Human security

Race, Refugees and the Border Security Industry | New

Editor’s note: Eloisa Aguirre, a mentee from Mendoza, contributed to this article

What can philosophical debates on the ethical issues surrounding the immigration and refugee crises offer to those most affected by these crises? How can human rights abuses in US Immigration and Customs Enforcement detention facilities be understood in a larger context?

Dr. José Jorge Mendoza, assistant professor of philosophy at UW, uses critical concepts such as “crime” understand the border security industry, analyze the racialized construction of national identity, and work towards a world with open borders.

“A lot of debate is about values, not facts,” Mendoza said. “There is a limit to what the social sciences can do, to what political science can do, to what anthropologists can do. At some point the philosophers have to step in and we have to fight these ideas against ideas.

Mendoza, who published a article last month, commenting on Dr Serena Parekh’s 2020 book “No Refuge: Ethics and the Global Refugee Crisis”, noted that the issue of immigration has always been important to him as both of his parents were undocumented and he has grew up terrified of the US Border Patrol.

“When [I] started working on immigration… my [graduate] counselor told me not to work on this issue, because people are going to think you’re not a serious philosopher,” Mendoza said. “Parekh is one of those other people who also bucked the trend.”

Parekh’s work distinguishes between the “first refugee crisis”, which involves Western citizens’ perspectives on the arrival of large numbers of asylum seekers, and the “second refugee crisis”, which focuses on the crisis of the millions of refugees themselves.

Parekh points out that most refugees remain in camps or urban settlements in the Global South, with less than 10% seeking asylum in the West and less than 1% finding resettlement.

“It creates these terrible situations where [refugees are] just sitting in a camp and there’s no money to be made, [they] I can’t do anything, the food is not very good,” Mendoza said. “The truth is, nobody really talks about it.”

Mendoza explained that people working on refugee issues embrace the United Nations definition of a refugee, which he says is the narrowest possible definition, as a smaller pool is more attractive for aid. Furthermore, he added that the category must be expanded to include those forcibly displaced by climate change, economic unrest and other forces.

“Even though [the United States] decided they wanted to help economic or climate refugees or any other kind of refugees from Latin America, he should take responsibility for everything he did,” Mendoza said. “The United States has interfered in almost every country in Latin America [for the last] 150 some years.

Mendoza said that after the relatively recent creation of the US Border Patrol in 1924it steadily grew and provided Americans with middle-class taxpayer-funded jobs, which ironically led to many children of immigrants working as border agents.

He explained that when there is not enough war, arms manufacturers like Lockheed Martin and Raytheon sell supplies for militarize borders not only to the government of the United States, but also to governments throughout Latin America. He stated in his article that smugglers profit from this industry alongside immigration officers.

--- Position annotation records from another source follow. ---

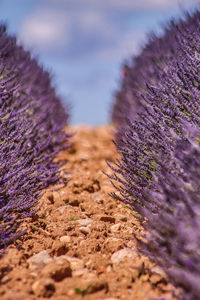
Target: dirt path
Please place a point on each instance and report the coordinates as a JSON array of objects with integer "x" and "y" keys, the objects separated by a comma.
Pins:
[{"x": 80, "y": 245}]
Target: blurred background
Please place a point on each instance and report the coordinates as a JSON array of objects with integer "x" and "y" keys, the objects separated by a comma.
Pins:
[{"x": 84, "y": 42}]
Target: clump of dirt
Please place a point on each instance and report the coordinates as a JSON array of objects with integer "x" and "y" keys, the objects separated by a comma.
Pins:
[{"x": 80, "y": 244}]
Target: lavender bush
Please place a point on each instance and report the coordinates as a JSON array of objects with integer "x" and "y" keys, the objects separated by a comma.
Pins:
[
  {"x": 158, "y": 117},
  {"x": 32, "y": 122}
]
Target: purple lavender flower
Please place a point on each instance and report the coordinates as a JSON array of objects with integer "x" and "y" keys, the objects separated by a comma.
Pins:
[
  {"x": 158, "y": 117},
  {"x": 32, "y": 121}
]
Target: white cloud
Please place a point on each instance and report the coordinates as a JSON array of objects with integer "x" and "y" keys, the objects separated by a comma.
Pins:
[{"x": 45, "y": 30}]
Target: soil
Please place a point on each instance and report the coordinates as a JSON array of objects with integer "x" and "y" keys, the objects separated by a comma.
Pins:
[{"x": 80, "y": 244}]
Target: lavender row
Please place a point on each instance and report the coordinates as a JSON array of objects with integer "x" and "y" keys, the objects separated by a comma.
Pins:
[
  {"x": 157, "y": 112},
  {"x": 32, "y": 121}
]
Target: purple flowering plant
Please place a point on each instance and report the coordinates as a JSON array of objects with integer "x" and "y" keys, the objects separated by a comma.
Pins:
[
  {"x": 32, "y": 121},
  {"x": 158, "y": 116}
]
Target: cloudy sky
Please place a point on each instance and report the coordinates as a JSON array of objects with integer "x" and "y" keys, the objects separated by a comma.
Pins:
[{"x": 84, "y": 42}]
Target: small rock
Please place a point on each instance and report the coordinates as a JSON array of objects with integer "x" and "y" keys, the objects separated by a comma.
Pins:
[
  {"x": 84, "y": 222},
  {"x": 61, "y": 209},
  {"x": 107, "y": 219},
  {"x": 155, "y": 278},
  {"x": 65, "y": 239},
  {"x": 39, "y": 260},
  {"x": 115, "y": 228},
  {"x": 71, "y": 292},
  {"x": 75, "y": 263},
  {"x": 79, "y": 272},
  {"x": 44, "y": 288},
  {"x": 74, "y": 203},
  {"x": 122, "y": 254},
  {"x": 58, "y": 269},
  {"x": 96, "y": 196},
  {"x": 158, "y": 271},
  {"x": 59, "y": 248},
  {"x": 121, "y": 217},
  {"x": 85, "y": 230}
]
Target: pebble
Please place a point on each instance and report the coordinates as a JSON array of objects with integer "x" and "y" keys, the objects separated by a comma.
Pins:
[
  {"x": 61, "y": 209},
  {"x": 122, "y": 254},
  {"x": 84, "y": 222},
  {"x": 75, "y": 263},
  {"x": 79, "y": 272},
  {"x": 85, "y": 230},
  {"x": 121, "y": 217},
  {"x": 65, "y": 239},
  {"x": 58, "y": 269},
  {"x": 107, "y": 219},
  {"x": 115, "y": 228},
  {"x": 158, "y": 271},
  {"x": 44, "y": 288},
  {"x": 39, "y": 260}
]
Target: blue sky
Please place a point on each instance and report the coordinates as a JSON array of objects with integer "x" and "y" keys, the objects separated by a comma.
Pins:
[{"x": 84, "y": 42}]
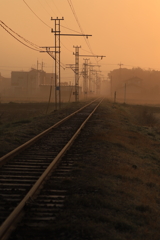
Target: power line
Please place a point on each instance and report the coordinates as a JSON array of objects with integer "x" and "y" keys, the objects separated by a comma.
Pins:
[
  {"x": 75, "y": 15},
  {"x": 33, "y": 44},
  {"x": 18, "y": 39},
  {"x": 36, "y": 14}
]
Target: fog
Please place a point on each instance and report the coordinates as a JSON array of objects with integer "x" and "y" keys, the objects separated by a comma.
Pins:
[{"x": 125, "y": 32}]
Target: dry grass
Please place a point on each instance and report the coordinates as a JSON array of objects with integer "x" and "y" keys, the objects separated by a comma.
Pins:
[{"x": 114, "y": 190}]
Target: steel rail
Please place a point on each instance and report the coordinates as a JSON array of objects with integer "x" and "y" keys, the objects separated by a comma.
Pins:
[
  {"x": 36, "y": 138},
  {"x": 15, "y": 213}
]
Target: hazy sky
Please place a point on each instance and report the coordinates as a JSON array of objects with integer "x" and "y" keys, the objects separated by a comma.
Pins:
[{"x": 125, "y": 31}]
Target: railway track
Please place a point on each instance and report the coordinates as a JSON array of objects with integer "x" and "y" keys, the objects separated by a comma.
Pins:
[{"x": 24, "y": 170}]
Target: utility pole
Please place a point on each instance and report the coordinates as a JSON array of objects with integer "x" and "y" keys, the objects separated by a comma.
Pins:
[
  {"x": 85, "y": 77},
  {"x": 76, "y": 73},
  {"x": 57, "y": 60},
  {"x": 56, "y": 57},
  {"x": 120, "y": 64}
]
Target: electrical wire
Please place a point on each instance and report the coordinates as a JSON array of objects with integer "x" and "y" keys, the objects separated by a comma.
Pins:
[
  {"x": 36, "y": 14},
  {"x": 18, "y": 39},
  {"x": 75, "y": 15},
  {"x": 33, "y": 44}
]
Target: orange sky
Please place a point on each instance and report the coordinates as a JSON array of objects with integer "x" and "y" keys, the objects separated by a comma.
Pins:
[{"x": 125, "y": 31}]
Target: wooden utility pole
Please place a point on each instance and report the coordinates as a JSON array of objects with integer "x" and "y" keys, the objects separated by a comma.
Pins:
[{"x": 57, "y": 60}]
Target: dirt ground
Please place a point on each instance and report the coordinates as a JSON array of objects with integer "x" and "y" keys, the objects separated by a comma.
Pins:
[{"x": 114, "y": 190}]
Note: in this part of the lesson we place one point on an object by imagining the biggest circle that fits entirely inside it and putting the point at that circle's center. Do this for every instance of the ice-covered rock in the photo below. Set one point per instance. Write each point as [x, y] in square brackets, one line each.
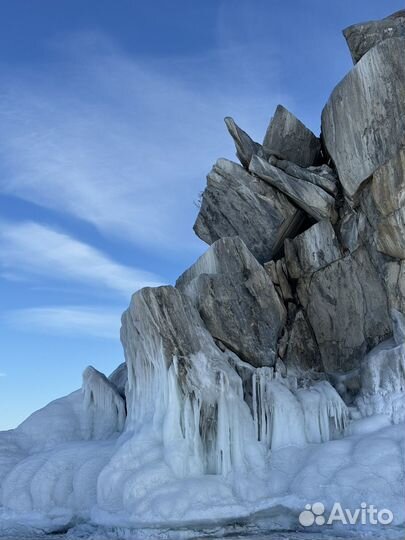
[181, 384]
[236, 300]
[398, 326]
[104, 408]
[315, 414]
[235, 203]
[232, 405]
[288, 138]
[383, 381]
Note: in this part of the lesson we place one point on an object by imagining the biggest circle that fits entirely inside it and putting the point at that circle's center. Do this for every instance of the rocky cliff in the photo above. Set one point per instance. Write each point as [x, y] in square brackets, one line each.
[284, 334]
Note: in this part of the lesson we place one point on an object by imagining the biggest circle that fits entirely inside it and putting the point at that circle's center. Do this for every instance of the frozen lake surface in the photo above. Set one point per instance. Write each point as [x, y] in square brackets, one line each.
[388, 535]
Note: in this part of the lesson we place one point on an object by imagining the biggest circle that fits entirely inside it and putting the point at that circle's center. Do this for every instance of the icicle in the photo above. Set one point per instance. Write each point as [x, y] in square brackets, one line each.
[104, 407]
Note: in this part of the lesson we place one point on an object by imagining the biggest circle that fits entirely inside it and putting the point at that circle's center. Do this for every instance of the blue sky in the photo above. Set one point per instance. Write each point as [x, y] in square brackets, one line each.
[111, 114]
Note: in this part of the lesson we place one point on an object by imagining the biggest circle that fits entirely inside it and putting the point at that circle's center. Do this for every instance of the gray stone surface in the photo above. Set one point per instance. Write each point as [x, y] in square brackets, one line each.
[347, 308]
[316, 248]
[312, 199]
[394, 279]
[391, 234]
[388, 190]
[352, 227]
[245, 146]
[302, 350]
[235, 203]
[236, 300]
[288, 138]
[364, 36]
[398, 326]
[324, 181]
[363, 123]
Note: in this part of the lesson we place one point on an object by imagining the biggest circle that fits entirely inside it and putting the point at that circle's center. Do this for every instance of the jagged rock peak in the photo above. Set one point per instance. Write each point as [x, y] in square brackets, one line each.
[364, 36]
[311, 198]
[363, 123]
[245, 146]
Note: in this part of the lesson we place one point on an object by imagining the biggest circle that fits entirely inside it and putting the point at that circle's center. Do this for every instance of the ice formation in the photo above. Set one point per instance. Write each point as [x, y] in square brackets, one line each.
[272, 375]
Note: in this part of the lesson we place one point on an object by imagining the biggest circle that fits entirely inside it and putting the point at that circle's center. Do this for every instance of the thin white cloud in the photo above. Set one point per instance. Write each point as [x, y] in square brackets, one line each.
[125, 143]
[79, 321]
[30, 249]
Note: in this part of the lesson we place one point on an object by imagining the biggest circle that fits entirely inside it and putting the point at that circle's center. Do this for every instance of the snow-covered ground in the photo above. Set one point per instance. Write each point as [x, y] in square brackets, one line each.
[74, 461]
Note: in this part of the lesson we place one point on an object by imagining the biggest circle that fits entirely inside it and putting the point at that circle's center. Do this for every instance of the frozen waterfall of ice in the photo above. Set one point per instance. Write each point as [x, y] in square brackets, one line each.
[201, 437]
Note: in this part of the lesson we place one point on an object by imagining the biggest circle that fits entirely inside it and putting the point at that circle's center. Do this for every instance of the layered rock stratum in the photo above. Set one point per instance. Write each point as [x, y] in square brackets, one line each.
[273, 373]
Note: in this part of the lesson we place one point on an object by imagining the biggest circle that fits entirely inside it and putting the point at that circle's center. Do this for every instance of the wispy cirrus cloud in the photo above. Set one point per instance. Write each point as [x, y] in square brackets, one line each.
[124, 142]
[29, 249]
[78, 321]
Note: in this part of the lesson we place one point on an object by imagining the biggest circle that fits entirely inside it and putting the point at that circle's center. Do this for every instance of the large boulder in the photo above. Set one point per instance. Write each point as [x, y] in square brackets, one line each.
[312, 199]
[312, 250]
[364, 36]
[180, 389]
[388, 189]
[363, 123]
[235, 203]
[288, 138]
[319, 176]
[237, 301]
[347, 308]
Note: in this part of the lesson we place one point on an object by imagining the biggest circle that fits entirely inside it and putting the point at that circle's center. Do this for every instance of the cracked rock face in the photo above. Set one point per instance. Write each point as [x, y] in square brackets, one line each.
[311, 198]
[237, 301]
[363, 123]
[347, 308]
[363, 37]
[235, 203]
[288, 138]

“If for no other reason, I thought we should advocate for open borders, because that would eliminate the entire need for the border security industry,” Mendoza said.

Mendoza said the term “illegal” acts like a whistle for Latinx people. He explained that immigration laws in 1965 criminalized the movement of Mexican seasonal workers. He said it led to the 1975 United States v Brignoni-Ponce Supreme Court case, which ruled that a “Mexican appearance” can be used as a factor in the detention of people.

“As immigration laws change, some people are becoming the kind of people who are now white,” Mendoza said. “The Irish, for example, [and] The Italians, who are now white, for a while they weren’t white. And part of the reason is that you had laws sort of criminalizing their migration.

Mendoza said changing the world requires activism and everything he learned about activism he learned outside of college.

“[Veteran activists] taught me what to do when it comes to tear gas, but also how to build the networks,” Mendoza said. “A lot of it will be about working together in people-to-people relationships, finding ways to build solidarity, which is a lot harder than it looks.”

He said he remembers working in Costco warehouses and being tired in college, which influenced his own teaching and the design of his classes which try to accommodate the many things students may face.

“I was an activist for a long time and I think philosophy helped me understand why I thought what I thought,” Mendoza said. “If people thought philosophically about immigration, our world [would] be a much better place.

Mendoza will teach a Immigration Ethics Course this coming fall.